For the fungal growth-inhibition assays (except C. albicans), the isolates were plated in a “cross” pattern that divided the plate into quarters. After 14 days, 3 × 3 × 3-mm plugs of agar containing freshly grown cultures of the fungal test organisms were plated at a location in the central portion of the quadrant. In order to ensure consistency, a paper template was made that provided uniform placement of the fungal test organisms and the position of the bacterial crosses.
To assay inhibition of growth of C. albicans, E. coli, B. subtilis, and S. epidermidis, the actinomycete was plated in a line down the center of the plate. After 14 days, each test organism was streaked perpendicular to the growth of the endophyte, starting near the endophyte and extending toward the edge of the plate. A paper template aided in obtaining consistent placement of microbes on all plates. All bioassays were performed in triplicate.
Growth of the test organisms was evaluated after 24, 48, and 72 h. For the fungi, the hyphal growth of the test organism was measured in millimeters and compared to growth of test organism plated in the absence of endophytic isolate. The values shown in Table 2 are the averages from three experiments. Growth of the yeast C. albicans and of the bacterial test organisms was inspected after 24, 48, and 72 h and scored as no growth, growth, or partial growth.
Results
Endophytic Actinomycetes Isolated from Amazon Rainforest Sampling Sites
A total of ∼300 apparently disease-free plants were sampled and subjected to surface treatment processes to eliminate surface associated microorganisms. Endophytes were isolated from internal plant stem tissues. Cultures that exhibited growth morphology indicative of actinomycetes were selected for further study. All exhibited filamentous growth and produced an earthy odor. Additional morphological observations combined with rDNA analysis confirmed that at least 14 of these isolates were actinomycetes. Of these, one is a Micromonospora sp., one is an Amycolatopsis sp., and the remaining 12 belong to the genus Streptomyces. Of the actinomycetes isolated, only two isolates had the same rRNA sequence (P506A and P513A). All others exhibited differences in rRNA sequence, morphology, and growth inhibition patterns. In addition, 16S partial ribosomal sequences did not show 100% identity with any organisms existing in GenBank on June 4, 2008 (Table 1). There were 14 actinomycete isolates obtained from 12 different plant species representing ten plant families, suggesting that endophytic actinomycetes are likely widespread throughout plant phylogeny (Fig. 1).

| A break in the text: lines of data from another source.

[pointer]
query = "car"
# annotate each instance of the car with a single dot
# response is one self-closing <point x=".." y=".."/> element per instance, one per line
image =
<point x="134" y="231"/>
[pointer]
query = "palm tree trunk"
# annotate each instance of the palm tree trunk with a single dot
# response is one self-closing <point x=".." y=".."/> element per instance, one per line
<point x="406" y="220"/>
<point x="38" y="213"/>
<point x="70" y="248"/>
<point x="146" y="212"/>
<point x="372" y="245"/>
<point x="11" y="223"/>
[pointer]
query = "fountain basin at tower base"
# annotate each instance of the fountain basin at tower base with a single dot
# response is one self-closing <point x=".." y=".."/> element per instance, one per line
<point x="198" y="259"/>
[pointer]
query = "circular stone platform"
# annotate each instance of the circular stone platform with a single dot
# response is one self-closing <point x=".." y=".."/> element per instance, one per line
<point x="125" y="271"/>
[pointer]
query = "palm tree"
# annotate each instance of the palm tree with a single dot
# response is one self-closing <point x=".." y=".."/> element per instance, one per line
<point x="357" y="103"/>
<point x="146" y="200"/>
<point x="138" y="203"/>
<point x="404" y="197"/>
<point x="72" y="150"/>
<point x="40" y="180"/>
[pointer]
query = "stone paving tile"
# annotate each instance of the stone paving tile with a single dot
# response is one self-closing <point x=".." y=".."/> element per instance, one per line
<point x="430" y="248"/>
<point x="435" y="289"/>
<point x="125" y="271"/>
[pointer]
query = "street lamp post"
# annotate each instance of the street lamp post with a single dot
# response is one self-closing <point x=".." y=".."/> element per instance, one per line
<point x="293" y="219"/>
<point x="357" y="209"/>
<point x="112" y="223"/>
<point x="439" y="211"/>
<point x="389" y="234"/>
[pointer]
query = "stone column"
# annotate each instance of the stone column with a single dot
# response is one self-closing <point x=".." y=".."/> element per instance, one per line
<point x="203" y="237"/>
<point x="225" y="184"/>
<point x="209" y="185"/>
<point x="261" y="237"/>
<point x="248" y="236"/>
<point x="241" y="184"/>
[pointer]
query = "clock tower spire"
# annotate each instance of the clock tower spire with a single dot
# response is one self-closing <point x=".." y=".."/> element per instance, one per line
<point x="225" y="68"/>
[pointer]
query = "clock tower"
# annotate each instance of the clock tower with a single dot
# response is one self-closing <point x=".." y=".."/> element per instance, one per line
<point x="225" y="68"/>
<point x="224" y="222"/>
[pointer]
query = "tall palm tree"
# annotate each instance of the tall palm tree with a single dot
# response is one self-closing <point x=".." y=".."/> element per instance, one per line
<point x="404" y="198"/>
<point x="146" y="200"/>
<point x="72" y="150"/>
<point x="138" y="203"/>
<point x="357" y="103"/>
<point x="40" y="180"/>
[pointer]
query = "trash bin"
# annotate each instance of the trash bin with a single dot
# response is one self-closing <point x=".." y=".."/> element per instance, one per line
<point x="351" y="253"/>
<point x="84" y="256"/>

Phylogram based on 16S rDNA sequence alignments. Organisms represented are the endophytes in this study, their closest named GenBank matches, and two other known Actinomycetes (S. lividans and S. griseus). Bootstrap trials = 1,000; seed = 111
The source plant and identifying features of each actinomycete is summarized in Table 1. The morphologies indicated in Table 1 refer to those seen when the organisms were grown for 2 weeks on PDA with one exception; the clear liquid observed on the colony surface of P1403H was observed when grown on nutrient agar. The majority of the microbes show more robust growth on NA than PDA, with the exception of P1303B and P1801B which prefer PDA. All endophytes for which spores were observed, except P503A, produce barrel-shaped spores about 1 µM in length. The spores of P503A were less blunt-ended and rounder than all other spore structures observed (Fig. 2).
A–H Scanning electron micrographs of selected Amazonian Actinomycetes. Seven selected actinomycetes are shown. All formed spores under the conditions used except P1207Bh (F). Flat and net-like structures were observed in addition to spores and hyphae in the preparation of P503A (C)

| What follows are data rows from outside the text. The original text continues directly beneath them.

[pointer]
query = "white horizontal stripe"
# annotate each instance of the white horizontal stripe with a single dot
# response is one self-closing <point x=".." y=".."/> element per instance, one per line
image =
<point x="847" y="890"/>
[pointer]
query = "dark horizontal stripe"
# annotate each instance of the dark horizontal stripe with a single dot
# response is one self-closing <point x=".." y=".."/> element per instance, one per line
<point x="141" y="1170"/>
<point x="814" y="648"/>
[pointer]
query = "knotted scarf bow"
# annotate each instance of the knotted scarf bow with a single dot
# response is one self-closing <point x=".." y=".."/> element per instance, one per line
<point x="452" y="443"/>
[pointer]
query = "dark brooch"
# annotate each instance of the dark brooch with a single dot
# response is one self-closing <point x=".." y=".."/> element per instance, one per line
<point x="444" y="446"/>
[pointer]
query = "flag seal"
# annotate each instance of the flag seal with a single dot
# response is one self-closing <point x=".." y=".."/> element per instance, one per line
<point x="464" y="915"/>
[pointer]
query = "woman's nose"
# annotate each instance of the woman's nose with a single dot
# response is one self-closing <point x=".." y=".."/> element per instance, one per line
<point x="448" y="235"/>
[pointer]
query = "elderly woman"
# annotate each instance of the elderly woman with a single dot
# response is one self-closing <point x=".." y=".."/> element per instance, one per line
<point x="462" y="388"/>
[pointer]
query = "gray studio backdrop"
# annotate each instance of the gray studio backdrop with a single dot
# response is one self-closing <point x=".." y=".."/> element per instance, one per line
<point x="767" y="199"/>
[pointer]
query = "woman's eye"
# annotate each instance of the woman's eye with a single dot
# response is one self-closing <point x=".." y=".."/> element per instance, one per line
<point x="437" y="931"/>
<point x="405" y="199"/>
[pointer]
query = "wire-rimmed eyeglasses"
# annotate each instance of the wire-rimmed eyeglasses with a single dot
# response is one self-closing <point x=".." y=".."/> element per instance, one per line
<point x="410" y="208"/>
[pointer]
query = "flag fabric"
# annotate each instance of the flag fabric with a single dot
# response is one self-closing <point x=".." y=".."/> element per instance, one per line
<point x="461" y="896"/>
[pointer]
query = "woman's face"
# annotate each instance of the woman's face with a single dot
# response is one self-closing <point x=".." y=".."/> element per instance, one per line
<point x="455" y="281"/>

The combined morphological and rDNA sequences suggest that all 14 organisms are unique. Although P506A and P513A have the same rDNA sequence over the 1,200 nucleotides sequenced, these two organisms have distinguishable growth morphologies and different growth inhibition profiles. When grown on PDA, P506A produces yellow- to mocha-colored colonies that produce narrow, vertical projections visible with the naked eye. When grown on 1× PDA, P513A, like P506A, produces brownish colonies, but unlike P506A, it secretes metabolites into the medium. P513A colonies are rounded and raised yet appear to collapse in the center over time, leading to a wrinkled appearance by the naked eye without the dramatic vertical projections seen in P506A. The colonies appear wet and not at all chalky and are surrounded by a halo not seen in P506A colonies.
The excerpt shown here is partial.